Samoylova is finally having her moment in the Eurovision spotlight as this year's Russian competitor. She says that her anthemic song I Won't Break and its staging – which perches the wheelchair-using singer atop a glowing blue mountain – are about "unity with nature and with each other".

While the host broadcaster RTP mentions in its promotional material that it is a crucial moment for Europe to "stand united for all of the huge challenges we face", the contest's theme of All Aboard is a reference to Portugal and Lisbon's history of being connected to Europe and the rest of the world by the sea, according to an EBU representative.

And if some might read a message of European unity in the UK performer SuRie's dance anthem Storm ("Storms don't last forever . . . we can hold our hands together through this storm") she does not bring up Brexit when being interviewed about the song.

Italy and France – which, along with the UK, Germany, Spain, and host country Portugal qualify automatically for the contest final – both make reference to current socio-political crises in their songs.

Italy's Non Mi Avete Fatto Niente ("You haven't done anything to me") is inspired by a statement by the partner of one of the victims of the 2015 Bataclan attack in Paris: "You will not have my hate, you will not have my fear."

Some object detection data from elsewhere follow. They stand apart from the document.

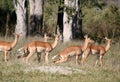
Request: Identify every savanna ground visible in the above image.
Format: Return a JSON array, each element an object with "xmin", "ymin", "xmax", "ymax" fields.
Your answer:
[{"xmin": 0, "ymin": 37, "xmax": 120, "ymax": 82}]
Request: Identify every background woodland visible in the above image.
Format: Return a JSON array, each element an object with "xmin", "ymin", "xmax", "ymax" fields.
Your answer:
[{"xmin": 0, "ymin": 0, "xmax": 120, "ymax": 42}]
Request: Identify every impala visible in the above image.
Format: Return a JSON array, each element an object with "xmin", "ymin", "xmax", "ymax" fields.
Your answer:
[
  {"xmin": 18, "ymin": 35, "xmax": 59, "ymax": 63},
  {"xmin": 44, "ymin": 33, "xmax": 50, "ymax": 42},
  {"xmin": 0, "ymin": 34, "xmax": 19, "ymax": 62},
  {"xmin": 81, "ymin": 37, "xmax": 111, "ymax": 66},
  {"xmin": 52, "ymin": 36, "xmax": 94, "ymax": 64}
]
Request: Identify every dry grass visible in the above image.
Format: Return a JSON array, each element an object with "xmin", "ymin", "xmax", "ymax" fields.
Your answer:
[{"xmin": 0, "ymin": 37, "xmax": 120, "ymax": 82}]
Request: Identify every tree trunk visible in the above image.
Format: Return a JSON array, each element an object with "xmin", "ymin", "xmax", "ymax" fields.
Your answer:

France's song takes its inspiration and title from the story of a Nigerian refugee who gave birth while crossing the Mediterranean on a humanitarian ship and named her baby girl Mercy. Adams sees Mercy as "a story of hope in difficult circumstances" and "a reminder to Europeans of their humanity".

The French song has mounted in popularity since Eurovision rehearsals began on April 30th. Bookies have tipped it to finish fourth overall, after Israel, Estonia and Norway.

Ireland's Ryan O'Shaughnessy competes in Tuesday night's semi-final with his ballad Together. With 18 other songs in the semi-final, he will have his work cut out to qualify for Saturday's final.